Hugh Pickens writes writes "PhysOrg reports on a study by Robert Rowthorn, emeritus professor at Cambridge University, that predicts that the genetic components that predispose a person toward religion are currently "hitchhiking" on the back of the religious cultural practice of high fertility rates and that provided the fertility of religious people remains on average higher than that of secular people, the genes that predispose people towards religion will spread. For example, in the past 20 years, the Amish population in the US has doubled, increasing from 123,000 in 1991 to 249,000 in 2010. The huge growth stems almost entirely from the religious culture's high fertility rate, which is about 6 children per woman, on average. Rowthorn says that while fertility is determined by culture, an individual's predisposition toward religion is likely to be influenced by genetics, in addition to their upbringing. In the model, Rowthorn uses a "religiosity gene" to represent the various genetic factors that combine to genetically predispose a person toward religion, whether remaining religious from youth or converting to religion from a secular upbringing. Rowthorn's model predicts that the religious fraction of the population will eventually stabilize at less than 100%, and there will remain a possibly large percentage of secular individuals. But nearly all of the secular population will still carry the religious allele, since high defection rates will spread the religious allele to secular society when defectors have children with a secular partner."

9 of 729 comments (clear)

  1. This should have never made the front page by masterwit · · Score: 5, Insightful

    Yes I said it, this should have never made the front page:

    Religious people nowadays have more children on average than their secular counterparts. This paper uses a simple model to explore the evolutionary implications of this difference.

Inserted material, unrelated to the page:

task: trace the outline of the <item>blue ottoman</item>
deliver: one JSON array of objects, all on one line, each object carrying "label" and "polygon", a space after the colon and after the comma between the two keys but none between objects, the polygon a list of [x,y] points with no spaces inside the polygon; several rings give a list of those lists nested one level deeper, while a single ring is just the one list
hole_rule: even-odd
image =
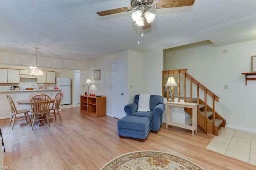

It assumes that fertility is determined entirely by culture, whereas subjective predisposition towards religion is influenced by genetic endowment. People who carry a certain ‘religiosity’ gene are more likely than average to become or remain religious. The paper considers the effect of religious defections and exogamy on the religious and genetic composition of society. Defections reduce the ultimate share of the population with religious allegiance and slow down the spread of the religiosity gene. However, provided the fertility differential persists, and people with a religious allegiance mate mainly with people like themselves, the religiosity gene will eventually predominate despite a high rate of defection. This is an example of ‘cultural hitch-hiking’, whereby a gene spreads because it is able to hitch a ride with a high-fitness cultural practice. The theoretical arguments are supported by numerical simulations.
    link to abstract

    I am all for keeping an open mind but after reading that last sentence, I suspect the paper is quite ridiculous and may actually be a funny read.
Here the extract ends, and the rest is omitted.